Those recruits turned into the 2011 and 2012 classes,and the latter could be the final plateau in Miller's rebuilding process.

So yeah, the Wildcats don't even have the players who are part of that plateau on campus yet.

And thus, the reality of this year's team for Arizona is still dead-center in the rebuilding process. Williams is a piece of that in his current state of not even being on the team. His presence the last two years was, in fact, a ghostly misrepresentation that Miller had the Wildcats back to elite status in the realm of NCAA hoops. That's because until 2012, he's yet to compile a recruiting class that has panned out other than the first one.

And I'm not saying 2011 and 2012 won't pan out. In a game where experts say rebuilding takes around four years, it's taken Miller his fourth recruiting class to peak, and it could take that group a couple years to reach its potential.

These things take time.

An illusion has made us jump the gun.

Williams' impact made us believe Arizona was off to go 25 years without missing another NCAA tournament. In what was assumed to be a bad Pac-12, Arizona was supposed to romp through league play without Williams, without trouble. The 2011 class of four highly-touted players was supposed to make a huge impact. Hey, chances were that one of them would look like anything but a freshman.

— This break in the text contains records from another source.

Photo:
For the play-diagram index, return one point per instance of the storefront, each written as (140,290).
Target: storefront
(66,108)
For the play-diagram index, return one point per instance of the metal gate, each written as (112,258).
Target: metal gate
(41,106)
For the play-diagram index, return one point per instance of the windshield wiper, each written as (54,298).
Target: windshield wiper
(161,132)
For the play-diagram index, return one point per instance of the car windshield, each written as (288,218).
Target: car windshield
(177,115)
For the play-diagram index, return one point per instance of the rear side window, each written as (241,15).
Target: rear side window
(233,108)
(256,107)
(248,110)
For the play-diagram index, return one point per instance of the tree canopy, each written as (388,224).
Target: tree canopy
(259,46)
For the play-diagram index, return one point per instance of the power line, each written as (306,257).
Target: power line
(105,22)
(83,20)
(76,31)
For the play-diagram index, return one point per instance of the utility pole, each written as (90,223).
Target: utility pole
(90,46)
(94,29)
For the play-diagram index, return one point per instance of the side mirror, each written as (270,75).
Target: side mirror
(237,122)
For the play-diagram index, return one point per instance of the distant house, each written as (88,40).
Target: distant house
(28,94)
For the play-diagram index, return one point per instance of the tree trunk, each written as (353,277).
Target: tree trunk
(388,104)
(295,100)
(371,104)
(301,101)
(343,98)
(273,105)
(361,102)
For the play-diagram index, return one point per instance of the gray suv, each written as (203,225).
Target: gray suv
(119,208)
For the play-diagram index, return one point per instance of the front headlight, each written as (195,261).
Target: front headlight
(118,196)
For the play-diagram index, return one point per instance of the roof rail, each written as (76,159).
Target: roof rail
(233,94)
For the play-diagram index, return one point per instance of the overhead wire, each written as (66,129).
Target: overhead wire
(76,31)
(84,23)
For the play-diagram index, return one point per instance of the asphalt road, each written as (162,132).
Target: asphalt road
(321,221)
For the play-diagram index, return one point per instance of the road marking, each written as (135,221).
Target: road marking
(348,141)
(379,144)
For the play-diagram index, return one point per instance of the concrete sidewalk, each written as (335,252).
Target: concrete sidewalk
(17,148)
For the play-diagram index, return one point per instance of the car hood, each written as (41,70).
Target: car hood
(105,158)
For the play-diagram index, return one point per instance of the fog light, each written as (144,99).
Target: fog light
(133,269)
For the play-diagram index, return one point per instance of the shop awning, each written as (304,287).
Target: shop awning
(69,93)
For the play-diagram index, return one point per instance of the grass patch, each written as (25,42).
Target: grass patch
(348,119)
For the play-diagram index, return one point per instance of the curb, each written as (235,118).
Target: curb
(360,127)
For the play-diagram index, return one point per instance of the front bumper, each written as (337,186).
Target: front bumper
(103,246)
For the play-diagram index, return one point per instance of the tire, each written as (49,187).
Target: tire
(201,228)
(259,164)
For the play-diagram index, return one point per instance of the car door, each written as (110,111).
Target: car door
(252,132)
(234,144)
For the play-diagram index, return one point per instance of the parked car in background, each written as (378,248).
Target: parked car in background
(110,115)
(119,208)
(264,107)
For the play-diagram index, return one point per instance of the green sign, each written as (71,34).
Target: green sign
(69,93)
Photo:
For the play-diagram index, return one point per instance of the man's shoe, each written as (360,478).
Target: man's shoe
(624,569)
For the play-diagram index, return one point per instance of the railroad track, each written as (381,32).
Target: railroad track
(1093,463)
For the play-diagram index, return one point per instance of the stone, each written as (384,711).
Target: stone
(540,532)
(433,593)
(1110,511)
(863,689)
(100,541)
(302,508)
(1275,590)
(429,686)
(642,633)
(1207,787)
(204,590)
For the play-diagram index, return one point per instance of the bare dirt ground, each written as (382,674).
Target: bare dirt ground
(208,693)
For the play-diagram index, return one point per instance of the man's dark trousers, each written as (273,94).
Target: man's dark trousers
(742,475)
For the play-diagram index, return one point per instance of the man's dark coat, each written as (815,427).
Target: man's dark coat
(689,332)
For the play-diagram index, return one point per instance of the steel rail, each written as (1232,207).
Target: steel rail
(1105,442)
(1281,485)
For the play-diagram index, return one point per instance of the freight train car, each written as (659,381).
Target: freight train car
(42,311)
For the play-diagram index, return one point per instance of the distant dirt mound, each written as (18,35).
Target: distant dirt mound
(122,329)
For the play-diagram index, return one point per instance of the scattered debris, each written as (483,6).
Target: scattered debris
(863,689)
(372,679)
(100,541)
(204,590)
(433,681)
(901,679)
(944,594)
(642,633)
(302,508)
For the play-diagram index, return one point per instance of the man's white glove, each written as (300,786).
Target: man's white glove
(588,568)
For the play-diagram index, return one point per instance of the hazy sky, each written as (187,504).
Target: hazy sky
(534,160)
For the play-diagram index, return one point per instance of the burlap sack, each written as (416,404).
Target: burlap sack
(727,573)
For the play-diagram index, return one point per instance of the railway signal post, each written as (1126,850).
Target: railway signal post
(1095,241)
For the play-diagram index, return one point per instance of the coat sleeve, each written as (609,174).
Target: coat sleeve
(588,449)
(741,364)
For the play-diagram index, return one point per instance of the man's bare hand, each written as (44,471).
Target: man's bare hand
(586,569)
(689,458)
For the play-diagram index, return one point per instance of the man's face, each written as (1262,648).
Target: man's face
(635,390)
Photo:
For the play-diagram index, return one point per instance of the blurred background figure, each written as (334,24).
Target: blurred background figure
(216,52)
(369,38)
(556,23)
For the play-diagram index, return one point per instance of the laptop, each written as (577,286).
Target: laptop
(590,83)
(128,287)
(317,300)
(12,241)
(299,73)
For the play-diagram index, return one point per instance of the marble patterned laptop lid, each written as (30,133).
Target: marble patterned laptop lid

Oh, how Derrick misrepresented luck.

And thus, reality was misrepresented as well.

Looking to the future, I'm not saying anyone should be disappointed in what Miller's done. Hype by way of recruiting services has a way of creating an illusion of how good a team should be as well.

This year's high expectations that haven't been met were because of that illusion. And it goes to show that winning consistently is so much harder without a little luck falling into a team's lap, even for a hard working coach like Sean Miller.